Il remontait alors le boulevard, et sans avoir besoin de détourner la tête, il devinait ses ennemis, à trente pas à peu près en arrière.

– Et cependant, disait-il, poursuivant à demi-voix son monologue, il faut à tout prix que je les dépiste. Je ne puis rentrer, les ayant sur mes talons, ni chez moi, ni au Grand-Archange. Ce n’est plus pour m’assassiner qu’ils me suivent maintenant, mais pour savoir qui je suis. Or, s’ils viennent à se douter que ce Paillasse recouvre monsieur Verduret et que monsieur Verduret lui-même dissimule monsieur Lecoq, c’en est fait de mes projets.

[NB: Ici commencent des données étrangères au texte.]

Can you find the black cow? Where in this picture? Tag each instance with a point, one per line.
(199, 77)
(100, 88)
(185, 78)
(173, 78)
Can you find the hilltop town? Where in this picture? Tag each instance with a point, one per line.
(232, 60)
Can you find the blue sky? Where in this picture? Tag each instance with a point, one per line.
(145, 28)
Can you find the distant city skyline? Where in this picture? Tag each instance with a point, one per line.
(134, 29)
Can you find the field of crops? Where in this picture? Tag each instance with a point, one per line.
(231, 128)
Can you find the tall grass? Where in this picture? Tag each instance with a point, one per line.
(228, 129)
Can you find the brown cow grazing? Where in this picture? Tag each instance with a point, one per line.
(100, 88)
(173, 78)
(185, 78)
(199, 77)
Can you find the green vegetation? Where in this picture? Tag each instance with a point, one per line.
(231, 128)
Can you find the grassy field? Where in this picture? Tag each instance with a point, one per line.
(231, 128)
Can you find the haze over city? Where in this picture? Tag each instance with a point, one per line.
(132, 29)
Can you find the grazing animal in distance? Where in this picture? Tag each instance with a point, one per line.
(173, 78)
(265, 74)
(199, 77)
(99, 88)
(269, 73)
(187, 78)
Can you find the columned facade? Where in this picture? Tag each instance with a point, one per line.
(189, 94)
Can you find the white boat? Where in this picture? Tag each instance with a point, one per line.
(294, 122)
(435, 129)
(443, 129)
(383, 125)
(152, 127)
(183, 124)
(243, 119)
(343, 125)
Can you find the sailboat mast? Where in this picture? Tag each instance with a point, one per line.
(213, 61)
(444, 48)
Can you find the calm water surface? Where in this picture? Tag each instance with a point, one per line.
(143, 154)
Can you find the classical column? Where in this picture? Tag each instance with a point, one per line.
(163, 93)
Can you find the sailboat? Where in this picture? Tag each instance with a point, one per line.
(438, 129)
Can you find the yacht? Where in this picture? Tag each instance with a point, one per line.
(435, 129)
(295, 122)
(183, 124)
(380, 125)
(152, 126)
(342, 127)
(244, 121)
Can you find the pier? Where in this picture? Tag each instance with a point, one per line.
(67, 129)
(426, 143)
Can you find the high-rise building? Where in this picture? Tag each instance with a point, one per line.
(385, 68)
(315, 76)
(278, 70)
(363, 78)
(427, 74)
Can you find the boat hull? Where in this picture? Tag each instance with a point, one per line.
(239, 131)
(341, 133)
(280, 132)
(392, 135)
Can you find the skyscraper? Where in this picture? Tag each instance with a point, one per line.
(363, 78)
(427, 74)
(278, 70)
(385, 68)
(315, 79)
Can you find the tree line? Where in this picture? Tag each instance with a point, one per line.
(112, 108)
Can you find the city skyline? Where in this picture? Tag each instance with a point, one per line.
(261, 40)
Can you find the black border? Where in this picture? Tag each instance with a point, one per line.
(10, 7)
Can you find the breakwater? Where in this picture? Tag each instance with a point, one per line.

Ils s’envoleront à l’étranger, car ce n’est pas l’argent qui leur manque, et j’en serai pour mes frais et pour mon coup de couteau.

Cette idée, que peut-être Raoul et Clameran lui échapperaient, l’exaspéra si fort, qu’un instant il songea à les faire prendre.

C’était chose facile, en somme. Il n’avait qu’à se précipiter sur eux, en criant au secours, on viendrait, on les arrêterait tous les trois et on les consignerait au poste à la disposition du commissaire de police.

C’est ce moyen aussi simple qu’ingénieux qu’emploient les agents du service de la sûreté lorsque, rencontrant à l’improviste quelque malfaiteur qui leur est signalé, ils ne peuvent, faute d’un mandat, lui mettre la main dessus.

Le lendemain, on s’explique.

Or le Paillasse avait en mains bien assez de preuves pour faire maintenir l’arrestation de Lagors. Il pouvait montrer la lettre et le paroissien mutilé, il pouvait révéler l’existence des reconnaissances du Mont-de-Piété déposées au Vésinet, il montrerait son bras. Au pis aller, Raoul aurait à expliquer pourquoi et comment il avait volé ce nom de Lagors, et dans quel but il se faisait passer pour le parent de M. Fauvel.

D’un autre côté, en agissant avec cette précipitation, on assurait peut-être le salut du principal coupable, de M. de Clameran. Quel témoignage décisif s’élevait contre lui? Aucun. On avait les présomptions les plus fortes, mais pas un fait.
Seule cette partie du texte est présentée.